最高の物語
今、小学6年生による、日本の変革が始まる。
その時、この小学生は何を思うのか?
最高に素晴らしい小学生の勇姿をご照覧あれ!
※この作品は不愉快な要素を含みます。
第5話 最高の物語
不可解な形をしたスレットは俺を見ても動こうとしない。
「切り替えろ。スレットを見たら真っ先にするのは、サクリファイスヴィクティム!」
そう言って、真っ直ぐスレットへ走る。するとスレットの目の前へ来た瞬間に俺が破裂した。
気がつくと、俺は最初の位置にいた。
「自爆……だと……。今までそんな技じゃなかった筈だよな…。」
取り敢えず、スレットの方を見る。黒い霧に覆われていて良く見えないが、今まで通りなら倒せてる筈だ。
刹那、俺の身体が分裂した。それだけに留まらず、俺の意に沿わない行動を取り始めた。分裂した1つの部位を武器のようなものに変化させ、他の部位を攻撃し、粉々にしていく。
俺はたまらず、武器になった部位から逃げようとしたが、俺の意識のある分裂した部位は動かない。そしてそのまま2度目のコンテニューを使わざるを得なかった。
「一体何が……。」
また初期の位置に戻る。そこで俺はまだスレットが生きているのを確認した。そして、地形等も把握する。
ここは見通しの悪い林のようで、林の隣には公園が隣接しており少数の人達が遊んでいるのを確認できる。
「気付かれる前に倒さねぇと。

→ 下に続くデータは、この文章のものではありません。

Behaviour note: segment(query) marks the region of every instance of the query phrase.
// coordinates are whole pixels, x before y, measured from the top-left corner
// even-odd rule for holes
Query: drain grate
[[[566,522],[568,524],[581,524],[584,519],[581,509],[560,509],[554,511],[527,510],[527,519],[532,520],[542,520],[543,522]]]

でも相手がどんな能力なのか分からない以上どう攻略するべきなんだ?」
スレットは未だに動いていない。だったらこちらも様子見をするべきか?
不可解な形をしたスレットは徐々に形を形成し、三角形を成した。そして、その三角形を結ぶ3つの点が長方形と化している。
「何処かで見たことがあるような……?」
ふと思いついたのが社会の時間に教科書にあった図だ。確か授業ではやっていないと思うが休み時間にペラペラとページを捲っていたら三権分立と題して出てきた図である。
「それが、関係するのか?……人を強制させる力…。こいつは権力を使うってのか。」
俺の身体が言うことを聞かず勝手に動いてたのもスレットに強制させられていたと考えれば説明はつく。だとしたら、どう戦う?俺の行動は全てスレットに強制される。つまり俺は自分の意思で行動出来ないということだ。
「下手に行動してもさっきの二の舞い。行動しなくても同じ……。クソッ!また身体が!」
スレットは俺が考えている間に、またもや身体を分裂させ始める。
「一か八か……。やってみるのも手か……。………サ、サクリファイス!」
当然脳内が『ERROR』の文字に占拠される。だがこうしていれば多分、俺自身の行動を妨害することができる。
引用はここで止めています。